The movie recounts the despair experienced by a young woman whose father and husband became obsessed with aircraft experimentation to break the sound barrier. Her husband is killed in an attempt to fly a jet through the barrier, with the aircraft breaking up as he futilely attempts to pull back on the joy- stick to exit his dive. The more he pulls back on the stick, the more the air pressure pounds the aircraft until finally it implodes.
Notwithstanding this set-back, the young lady’s father resolutely proceeds with his experimentation. Once again a young pilot loses his life as he experiences exactly the same setback at the trough of his dive. In the meantime, the young woman has become attracted to a former wartime RAF ace, who is watching progress on the experimentation. He believes that he successfully navigated the sound barrier while dog-fighting a German plane towards the end of the war.
To the young lady’s horror, he volunteers to confront the barrier.
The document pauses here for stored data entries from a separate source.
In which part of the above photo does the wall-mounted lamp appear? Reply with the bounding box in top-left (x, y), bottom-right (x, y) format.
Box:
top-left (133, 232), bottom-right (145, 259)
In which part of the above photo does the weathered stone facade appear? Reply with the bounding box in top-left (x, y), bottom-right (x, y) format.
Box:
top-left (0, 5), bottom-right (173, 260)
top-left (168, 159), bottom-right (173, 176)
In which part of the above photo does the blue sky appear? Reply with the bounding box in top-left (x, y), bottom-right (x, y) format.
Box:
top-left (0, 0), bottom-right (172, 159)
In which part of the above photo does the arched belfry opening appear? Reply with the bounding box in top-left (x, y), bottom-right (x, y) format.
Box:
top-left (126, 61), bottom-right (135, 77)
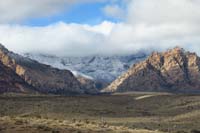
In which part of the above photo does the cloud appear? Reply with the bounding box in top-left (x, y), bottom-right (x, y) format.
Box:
top-left (127, 0), bottom-right (200, 24)
top-left (1, 0), bottom-right (200, 56)
top-left (122, 0), bottom-right (200, 53)
top-left (0, 0), bottom-right (108, 23)
top-left (0, 21), bottom-right (116, 56)
top-left (102, 4), bottom-right (125, 19)
top-left (102, 0), bottom-right (130, 20)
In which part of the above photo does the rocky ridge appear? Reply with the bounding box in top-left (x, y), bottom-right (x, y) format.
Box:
top-left (103, 47), bottom-right (200, 93)
top-left (0, 44), bottom-right (94, 94)
top-left (0, 61), bottom-right (34, 94)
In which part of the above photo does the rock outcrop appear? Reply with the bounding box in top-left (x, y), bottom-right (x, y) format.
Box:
top-left (76, 76), bottom-right (99, 94)
top-left (0, 44), bottom-right (85, 95)
top-left (103, 47), bottom-right (200, 93)
top-left (0, 61), bottom-right (34, 94)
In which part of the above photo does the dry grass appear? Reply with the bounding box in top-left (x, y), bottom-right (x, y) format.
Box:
top-left (0, 92), bottom-right (199, 132)
top-left (0, 116), bottom-right (163, 133)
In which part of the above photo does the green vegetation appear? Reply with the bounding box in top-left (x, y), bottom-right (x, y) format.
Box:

Towards the end of his dive, he pulls back on the joy-stick only to encounter the pounding of his craft. Remembering his reaction while at war, he reverses his response, pushing the joy-stick forward, instead of pulling it backward. His aircraft responds superbly, sweeping through the barrier and taking him to glory.
Readers will now be aware of what I am going to say. Throughout the current economic contraction, the Bush and the Obama administrations have been applying an economic policy that I shall categorize as pulling back on the joy-stick. I urge President Obama to reverse the response, and to allow the ship of state to sweep through the barrier. Specifically, the policy responses should be: (1) tighten the money supply and allow interest rates to rise to market clearing levels; (2) remove mortgage subsidies and allow the house market to move to a swift equilibrium; (3) reduce public expenditures sharply across the board; (4) confirm that tax rates will remain constant for the next several years.
I have no doubt that such a reversal of policies would take President Obama and the U.S. economy through the recession barrier. Unfortunately, I have no doubt that President Obama, and his ill-informed and reckless team of advisers, will ignore this advice, and continue to wreck aircraft after aircraft, until November 2012, when the entire factory disintegrates.